Method We have extracted accuracy and speed ranks from independent benchmarks of different bioinformatic software tools, and evaluated whether the speed, author reputation, journal impact, recency and developer efforts are indicative of accuracy.
Results We found that software speed, author reputation, journal impact, number of citations and age are all unreliable predictors of software accuracy. This is unfortunate because citations, author and journal reputation are frequently cited reasons for selecting software tools. However, GitHub-derived records and high version numbers show that the accurate bioinformatic software tools are generally the product of many improvements over time, often from multiple developers.

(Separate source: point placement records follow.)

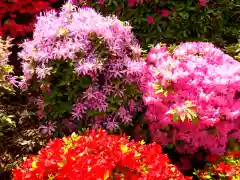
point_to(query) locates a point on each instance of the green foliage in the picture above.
(187, 20)
(65, 85)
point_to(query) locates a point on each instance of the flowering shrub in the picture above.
(191, 93)
(222, 167)
(88, 67)
(234, 50)
(18, 17)
(173, 20)
(5, 68)
(96, 155)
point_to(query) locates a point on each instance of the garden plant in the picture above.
(119, 89)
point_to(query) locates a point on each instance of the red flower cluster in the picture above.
(222, 167)
(97, 155)
(18, 16)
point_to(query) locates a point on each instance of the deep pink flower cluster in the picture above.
(100, 48)
(191, 95)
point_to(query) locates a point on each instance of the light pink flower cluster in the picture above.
(100, 48)
(191, 96)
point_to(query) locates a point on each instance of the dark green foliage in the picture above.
(187, 21)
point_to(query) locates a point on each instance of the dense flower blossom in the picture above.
(222, 167)
(6, 80)
(18, 17)
(190, 92)
(92, 62)
(96, 155)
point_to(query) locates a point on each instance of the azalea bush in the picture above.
(173, 21)
(221, 167)
(5, 68)
(97, 155)
(18, 17)
(192, 97)
(83, 70)
(234, 50)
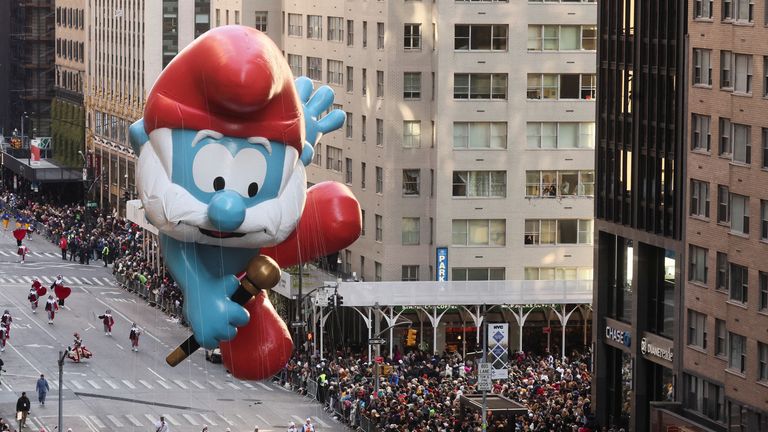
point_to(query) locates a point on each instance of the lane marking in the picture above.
(261, 384)
(156, 374)
(133, 420)
(208, 420)
(114, 420)
(172, 420)
(191, 420)
(97, 422)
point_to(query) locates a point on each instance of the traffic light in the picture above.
(410, 338)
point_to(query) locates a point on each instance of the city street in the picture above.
(117, 389)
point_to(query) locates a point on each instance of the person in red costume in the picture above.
(222, 146)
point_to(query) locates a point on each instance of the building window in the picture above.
(477, 273)
(335, 74)
(702, 66)
(379, 228)
(412, 37)
(380, 132)
(551, 184)
(739, 283)
(557, 231)
(349, 125)
(410, 273)
(697, 269)
(562, 38)
(379, 35)
(550, 135)
(699, 198)
(702, 9)
(260, 20)
(558, 273)
(411, 231)
(701, 136)
(348, 171)
(480, 86)
(411, 134)
(295, 27)
(697, 329)
(411, 182)
(315, 27)
(763, 220)
(379, 83)
(739, 215)
(562, 86)
(412, 85)
(480, 135)
(737, 352)
(721, 335)
(480, 37)
(478, 232)
(723, 196)
(479, 184)
(336, 29)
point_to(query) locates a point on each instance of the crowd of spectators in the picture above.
(421, 392)
(96, 235)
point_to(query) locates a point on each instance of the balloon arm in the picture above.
(331, 221)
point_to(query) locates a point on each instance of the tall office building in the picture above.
(31, 77)
(445, 148)
(640, 161)
(725, 365)
(67, 109)
(128, 44)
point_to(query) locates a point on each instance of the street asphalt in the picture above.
(117, 389)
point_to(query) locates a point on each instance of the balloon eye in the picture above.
(218, 183)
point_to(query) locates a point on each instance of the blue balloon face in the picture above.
(247, 173)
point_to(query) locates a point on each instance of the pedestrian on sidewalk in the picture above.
(42, 389)
(63, 247)
(134, 336)
(32, 297)
(51, 307)
(22, 410)
(108, 322)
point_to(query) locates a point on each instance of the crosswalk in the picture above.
(68, 280)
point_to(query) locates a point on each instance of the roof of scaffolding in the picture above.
(455, 293)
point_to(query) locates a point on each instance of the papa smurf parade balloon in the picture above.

Discussion We also find that the field of bioinformatics has a large excess of slow and inaccurate software tools, and this is consistent across many sub-disciplines. Meanwhile, there are few tools that are middle-of-road in terms of accuracy and speed trade-offs. We hypothesise that a form of publication-bias influences the publication and development of bioinformatic software. In other words, software that is intermediate in terms of both speed and accuracy may be difficult to publish - possibly due to author, editor and reviewer practices. This leaves an unfortunate hole in the literature as the ideal tools may fall into this gap. For example, high accuracy tools are not always useful if years of CPU time are required, while high speed is not useful if the results are also inaccurate.
Competing Interest Statement
The authors have declared no competing interest.
Footnotes
We have added some additional GitHub features to the analysis, clarified a few issues and expanded the Conclusions section. We have reduced the number of extraneous figures from the Supplement too.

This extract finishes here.